Serves: 5
Ingredients
- 6 cups water
- 1 cup brown, or French green lentils
- 2 tablespoons extra-virgin olive oil, divided
- ¾ cup finely chopped carrot
- ⅓ cup finely chopped shallots, (about 2 medium)
- ⅓ cup finely chopped celery, (about 1 stalk)
- ¼ cup sliced almonds
- 1 teaspoon chopped fresh thyme
- ½ teaspoon sea salt
- ¼ teaspoon freshly ground pepper
- 1 large egg yolk, lightly beaten
- 1 tablespoon fresh lemon juice
Instructions
- Bring water to a boil in a large saucepan. Stir in lentils, reduce heat to medium-low and simmer until very tender and beginning to break down, about 25 minutes for brown lentils or 30 minutes for green lentils. Drain in a fine-mesh sieve.

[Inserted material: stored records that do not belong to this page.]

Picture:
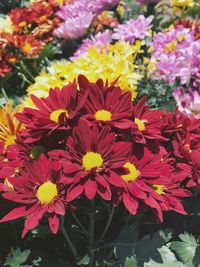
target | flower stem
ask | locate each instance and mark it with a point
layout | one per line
(80, 224)
(67, 238)
(111, 213)
(91, 236)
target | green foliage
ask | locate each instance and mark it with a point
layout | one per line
(156, 249)
(17, 257)
(187, 249)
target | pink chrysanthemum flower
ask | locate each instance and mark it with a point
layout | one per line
(188, 102)
(134, 29)
(175, 54)
(146, 2)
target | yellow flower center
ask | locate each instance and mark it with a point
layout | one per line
(159, 188)
(47, 192)
(92, 160)
(54, 116)
(133, 173)
(10, 140)
(140, 124)
(181, 38)
(27, 48)
(103, 115)
(171, 46)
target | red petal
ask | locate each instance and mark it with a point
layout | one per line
(75, 192)
(90, 189)
(54, 223)
(130, 203)
(14, 214)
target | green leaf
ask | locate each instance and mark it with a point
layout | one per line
(125, 243)
(84, 261)
(17, 257)
(186, 249)
(166, 258)
(131, 262)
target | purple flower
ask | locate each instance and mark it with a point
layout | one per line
(176, 54)
(146, 2)
(78, 16)
(134, 29)
(188, 102)
(101, 39)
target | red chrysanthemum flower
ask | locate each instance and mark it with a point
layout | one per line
(4, 68)
(183, 147)
(147, 123)
(194, 25)
(149, 182)
(135, 180)
(21, 17)
(28, 45)
(107, 105)
(169, 188)
(58, 111)
(90, 159)
(191, 169)
(39, 192)
(41, 11)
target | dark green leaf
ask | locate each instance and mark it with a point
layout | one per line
(186, 248)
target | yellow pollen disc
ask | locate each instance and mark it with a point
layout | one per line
(54, 116)
(103, 115)
(22, 24)
(92, 160)
(133, 173)
(140, 124)
(171, 46)
(47, 192)
(10, 140)
(158, 188)
(181, 38)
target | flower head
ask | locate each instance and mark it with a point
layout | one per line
(9, 125)
(115, 62)
(55, 112)
(134, 29)
(27, 44)
(188, 102)
(141, 182)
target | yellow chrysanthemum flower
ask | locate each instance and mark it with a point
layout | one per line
(6, 25)
(116, 61)
(182, 3)
(9, 125)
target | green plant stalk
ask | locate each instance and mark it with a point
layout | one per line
(91, 236)
(67, 238)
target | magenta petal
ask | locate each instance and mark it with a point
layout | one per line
(90, 189)
(130, 204)
(54, 223)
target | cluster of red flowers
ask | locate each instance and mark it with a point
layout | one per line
(89, 140)
(32, 29)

- Meanwhile, heat 1 tablespoon oil in a large skillet over medium heat. Add carrot, shallots and celery and cook, stirring, until softened, about 3 minutes. Add almonds, thyme, salt and pepper; continue cooking until the almonds are lightly browned, about 2 minutes. Transfer the mixture to a food processor; add 1 cup of the cooked lentils. Pulse several times, scraping down the sides once or twice, until the mixture is coarsely ground. Transfer to a large bowl; stir in the remaining lentils. Let cool for 10 minutes. Mix in egg yolk and lemon juice. Cover and refrigerate for 1 hour.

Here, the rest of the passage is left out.